You are viewing a plain text version of this content. The canonical link for it is here.
Posted to commits@pulsar.apache.org by pe...@apache.org on 2021/11/18 09:31:33 UTC

[pulsar] 10/12: [Pulsar SQL] Handle message null schema version in PulsarRecordCursor (#12809)

This is an automated email from the ASF dual-hosted git repository.
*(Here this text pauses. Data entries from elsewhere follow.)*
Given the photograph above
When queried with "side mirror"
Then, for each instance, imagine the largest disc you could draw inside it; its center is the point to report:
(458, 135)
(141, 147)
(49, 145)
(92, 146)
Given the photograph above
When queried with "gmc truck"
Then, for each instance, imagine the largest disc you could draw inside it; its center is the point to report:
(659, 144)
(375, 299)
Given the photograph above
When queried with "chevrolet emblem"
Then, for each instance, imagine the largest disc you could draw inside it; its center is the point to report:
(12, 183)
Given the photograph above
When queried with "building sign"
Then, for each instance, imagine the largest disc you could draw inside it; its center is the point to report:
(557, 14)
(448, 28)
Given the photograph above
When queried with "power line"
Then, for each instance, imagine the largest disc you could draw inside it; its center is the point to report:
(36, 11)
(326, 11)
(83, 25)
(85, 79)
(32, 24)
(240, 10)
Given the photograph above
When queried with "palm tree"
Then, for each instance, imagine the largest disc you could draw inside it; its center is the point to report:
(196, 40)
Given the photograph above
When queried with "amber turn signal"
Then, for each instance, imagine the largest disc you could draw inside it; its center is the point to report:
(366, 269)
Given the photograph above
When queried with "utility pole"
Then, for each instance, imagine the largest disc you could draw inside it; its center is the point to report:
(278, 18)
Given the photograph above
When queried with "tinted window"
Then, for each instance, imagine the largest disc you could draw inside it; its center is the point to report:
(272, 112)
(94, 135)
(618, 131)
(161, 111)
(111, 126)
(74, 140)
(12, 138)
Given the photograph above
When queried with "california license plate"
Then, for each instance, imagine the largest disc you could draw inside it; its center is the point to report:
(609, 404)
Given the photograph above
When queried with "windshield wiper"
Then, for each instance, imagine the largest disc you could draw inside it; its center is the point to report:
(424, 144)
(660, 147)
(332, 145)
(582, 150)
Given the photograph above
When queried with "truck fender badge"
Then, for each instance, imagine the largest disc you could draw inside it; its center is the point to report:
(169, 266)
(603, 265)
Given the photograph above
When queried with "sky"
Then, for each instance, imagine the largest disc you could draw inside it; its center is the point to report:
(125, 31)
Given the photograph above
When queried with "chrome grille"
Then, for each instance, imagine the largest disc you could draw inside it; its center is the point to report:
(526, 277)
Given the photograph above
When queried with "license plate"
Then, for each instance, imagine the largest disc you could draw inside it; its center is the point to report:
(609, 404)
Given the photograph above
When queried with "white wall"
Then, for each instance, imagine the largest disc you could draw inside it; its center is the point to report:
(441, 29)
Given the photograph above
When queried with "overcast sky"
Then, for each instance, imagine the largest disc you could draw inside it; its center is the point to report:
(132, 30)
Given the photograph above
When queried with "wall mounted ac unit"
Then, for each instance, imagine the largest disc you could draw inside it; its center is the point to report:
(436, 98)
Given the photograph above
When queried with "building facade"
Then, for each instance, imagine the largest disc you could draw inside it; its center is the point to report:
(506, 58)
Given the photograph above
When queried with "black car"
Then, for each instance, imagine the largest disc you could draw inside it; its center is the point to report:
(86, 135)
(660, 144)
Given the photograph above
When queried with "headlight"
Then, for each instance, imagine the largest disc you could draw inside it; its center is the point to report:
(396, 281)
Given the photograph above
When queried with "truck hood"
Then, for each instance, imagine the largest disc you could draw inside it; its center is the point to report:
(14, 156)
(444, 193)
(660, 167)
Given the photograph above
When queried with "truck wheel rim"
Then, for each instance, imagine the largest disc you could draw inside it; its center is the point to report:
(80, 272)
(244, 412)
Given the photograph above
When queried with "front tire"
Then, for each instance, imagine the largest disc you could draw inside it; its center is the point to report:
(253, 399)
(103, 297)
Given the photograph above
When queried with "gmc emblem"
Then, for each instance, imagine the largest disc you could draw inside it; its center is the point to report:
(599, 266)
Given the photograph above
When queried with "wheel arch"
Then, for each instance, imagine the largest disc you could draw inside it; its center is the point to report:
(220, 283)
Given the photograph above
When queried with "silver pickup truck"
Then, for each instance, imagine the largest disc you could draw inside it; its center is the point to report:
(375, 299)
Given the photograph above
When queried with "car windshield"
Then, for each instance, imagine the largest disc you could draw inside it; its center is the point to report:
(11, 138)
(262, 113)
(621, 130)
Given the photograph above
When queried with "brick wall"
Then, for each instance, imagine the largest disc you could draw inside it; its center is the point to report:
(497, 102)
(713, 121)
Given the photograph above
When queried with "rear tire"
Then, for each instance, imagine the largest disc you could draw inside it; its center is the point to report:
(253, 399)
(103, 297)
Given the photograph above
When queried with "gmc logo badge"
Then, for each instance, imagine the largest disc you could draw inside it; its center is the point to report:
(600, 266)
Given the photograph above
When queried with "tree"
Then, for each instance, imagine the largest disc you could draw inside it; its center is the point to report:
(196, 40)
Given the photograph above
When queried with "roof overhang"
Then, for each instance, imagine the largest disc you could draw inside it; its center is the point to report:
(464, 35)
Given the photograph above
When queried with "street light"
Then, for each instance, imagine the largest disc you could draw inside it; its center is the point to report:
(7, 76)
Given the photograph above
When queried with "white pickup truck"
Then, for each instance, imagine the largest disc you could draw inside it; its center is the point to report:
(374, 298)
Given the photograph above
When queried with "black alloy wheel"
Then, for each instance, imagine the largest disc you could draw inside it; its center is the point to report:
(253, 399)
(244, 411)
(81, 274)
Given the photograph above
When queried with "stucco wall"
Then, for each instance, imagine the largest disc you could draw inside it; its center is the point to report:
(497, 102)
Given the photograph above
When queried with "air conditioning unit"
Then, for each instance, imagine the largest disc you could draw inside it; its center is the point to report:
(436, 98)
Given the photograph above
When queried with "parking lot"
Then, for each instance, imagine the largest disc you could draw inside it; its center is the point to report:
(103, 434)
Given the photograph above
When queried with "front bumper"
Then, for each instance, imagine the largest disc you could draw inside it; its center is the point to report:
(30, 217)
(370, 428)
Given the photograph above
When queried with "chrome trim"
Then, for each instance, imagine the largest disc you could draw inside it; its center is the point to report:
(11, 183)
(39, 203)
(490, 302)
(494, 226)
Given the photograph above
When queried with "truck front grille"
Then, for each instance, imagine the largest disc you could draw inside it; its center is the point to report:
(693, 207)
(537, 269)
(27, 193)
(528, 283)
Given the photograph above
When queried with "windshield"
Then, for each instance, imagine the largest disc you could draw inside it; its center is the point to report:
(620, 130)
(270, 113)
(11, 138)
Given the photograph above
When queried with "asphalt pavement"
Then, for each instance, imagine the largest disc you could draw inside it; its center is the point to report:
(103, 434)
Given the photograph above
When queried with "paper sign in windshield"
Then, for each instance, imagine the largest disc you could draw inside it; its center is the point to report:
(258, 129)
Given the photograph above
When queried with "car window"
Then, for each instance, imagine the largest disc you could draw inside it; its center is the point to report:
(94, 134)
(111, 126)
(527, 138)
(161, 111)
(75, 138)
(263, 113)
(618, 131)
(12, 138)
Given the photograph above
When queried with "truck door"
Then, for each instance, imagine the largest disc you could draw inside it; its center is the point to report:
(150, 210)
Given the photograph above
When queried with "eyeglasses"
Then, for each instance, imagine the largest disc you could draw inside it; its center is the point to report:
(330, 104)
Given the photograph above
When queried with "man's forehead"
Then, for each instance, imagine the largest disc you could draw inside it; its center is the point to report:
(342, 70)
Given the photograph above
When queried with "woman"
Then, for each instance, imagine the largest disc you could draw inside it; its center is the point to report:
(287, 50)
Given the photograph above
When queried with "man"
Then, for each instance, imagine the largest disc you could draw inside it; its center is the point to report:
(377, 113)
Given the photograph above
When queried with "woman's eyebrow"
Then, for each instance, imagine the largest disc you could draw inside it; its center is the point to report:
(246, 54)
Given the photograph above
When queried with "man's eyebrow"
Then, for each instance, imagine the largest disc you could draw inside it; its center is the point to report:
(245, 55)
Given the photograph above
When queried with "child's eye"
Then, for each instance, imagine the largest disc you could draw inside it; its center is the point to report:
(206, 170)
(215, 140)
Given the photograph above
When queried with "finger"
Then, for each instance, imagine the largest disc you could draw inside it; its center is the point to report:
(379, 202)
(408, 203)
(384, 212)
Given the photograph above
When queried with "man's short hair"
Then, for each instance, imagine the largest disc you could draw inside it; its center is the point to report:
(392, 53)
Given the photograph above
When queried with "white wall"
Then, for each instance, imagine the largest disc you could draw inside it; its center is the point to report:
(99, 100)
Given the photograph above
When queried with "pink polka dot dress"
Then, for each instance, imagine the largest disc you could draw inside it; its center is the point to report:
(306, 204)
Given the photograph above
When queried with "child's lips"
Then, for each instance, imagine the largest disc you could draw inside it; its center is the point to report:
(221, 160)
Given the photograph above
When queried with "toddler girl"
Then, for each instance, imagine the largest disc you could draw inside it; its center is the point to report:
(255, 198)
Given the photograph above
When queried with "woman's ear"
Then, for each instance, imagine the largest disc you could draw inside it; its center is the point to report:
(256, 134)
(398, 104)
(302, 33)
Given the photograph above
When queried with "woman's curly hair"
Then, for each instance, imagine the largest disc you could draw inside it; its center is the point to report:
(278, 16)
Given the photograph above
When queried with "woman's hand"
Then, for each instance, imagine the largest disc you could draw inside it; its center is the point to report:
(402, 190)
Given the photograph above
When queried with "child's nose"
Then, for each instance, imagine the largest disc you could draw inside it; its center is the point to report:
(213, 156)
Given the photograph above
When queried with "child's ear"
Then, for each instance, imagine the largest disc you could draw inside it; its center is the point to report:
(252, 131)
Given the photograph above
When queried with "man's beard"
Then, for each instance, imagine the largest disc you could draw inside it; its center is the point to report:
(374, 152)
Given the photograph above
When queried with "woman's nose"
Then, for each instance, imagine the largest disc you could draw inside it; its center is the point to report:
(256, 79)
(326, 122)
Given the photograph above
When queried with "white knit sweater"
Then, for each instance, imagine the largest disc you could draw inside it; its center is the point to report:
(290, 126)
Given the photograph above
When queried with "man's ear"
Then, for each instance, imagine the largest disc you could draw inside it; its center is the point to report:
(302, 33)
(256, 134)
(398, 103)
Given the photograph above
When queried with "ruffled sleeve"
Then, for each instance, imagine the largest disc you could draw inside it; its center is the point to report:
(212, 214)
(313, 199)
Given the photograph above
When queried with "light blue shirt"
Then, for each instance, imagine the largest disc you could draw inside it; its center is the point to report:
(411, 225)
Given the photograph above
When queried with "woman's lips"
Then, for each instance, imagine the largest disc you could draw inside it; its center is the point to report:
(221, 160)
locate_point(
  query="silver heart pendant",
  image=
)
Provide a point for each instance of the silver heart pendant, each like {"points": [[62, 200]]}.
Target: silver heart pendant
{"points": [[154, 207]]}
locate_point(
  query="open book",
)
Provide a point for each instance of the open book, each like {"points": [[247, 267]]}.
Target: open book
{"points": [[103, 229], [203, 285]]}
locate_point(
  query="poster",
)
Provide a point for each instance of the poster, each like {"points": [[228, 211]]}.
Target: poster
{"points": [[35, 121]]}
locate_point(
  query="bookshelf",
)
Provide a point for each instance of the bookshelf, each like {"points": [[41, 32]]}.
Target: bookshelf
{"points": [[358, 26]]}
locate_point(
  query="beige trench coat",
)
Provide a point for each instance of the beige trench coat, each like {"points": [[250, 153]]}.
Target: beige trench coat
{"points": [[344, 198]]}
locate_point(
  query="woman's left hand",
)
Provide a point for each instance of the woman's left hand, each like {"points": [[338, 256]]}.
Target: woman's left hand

penghui pushed a commit to branch branch-2.8
in repository https://gitbox.apache.org/repos/asf/pulsar.git

commit c43d1da5cc28377a331403a5ccb7dc34f59fe13f
Author: ran <ga...@126.com>
AuthorDate: Tue Nov 16 13:16:58 2021 +0800

    [Pulsar SQL] Handle message null schema version in PulsarRecordCursor (#12809)
    
    ### Motivation
    
    Currently, if the schema version of the message is null, the Pulsar SQL will encounter an NPE problem.
    
    ### Modifications
    
    Adjust logic for null schema version in `PulsarRecordCursor`.
    
    1. If the schema type of pulsarSplit is NONE or BYTES, use the BYTES schema.
    2. If the schema type of pulsarSplit is BYTEBUFFER, use the BYTEBUFFER schema.
    3. If the schema version of the message is null, use the latest schema of the topic.
    4. If the schema version of the message is not null, get the specific version schema by PulsarAdmin.
    5. If the final schema is null throw a runtime exception.
    
    (cherry picked from commit e5619cffce702d9f446c27e69927148e45797b28)
---
 .../pulsar/sql/presto/PulsarRecordCursor.java      |  42 ++++++--
 .../sql/presto/PulsarSqlSchemaInfoProvider.java    |   9 +-
 .../pulsar/sql/presto/TestPulsarRecordCursor.java  | 107 ++++++++++++++++++++-
 3 files changed, 146 insertions(+), 12 deletions(-)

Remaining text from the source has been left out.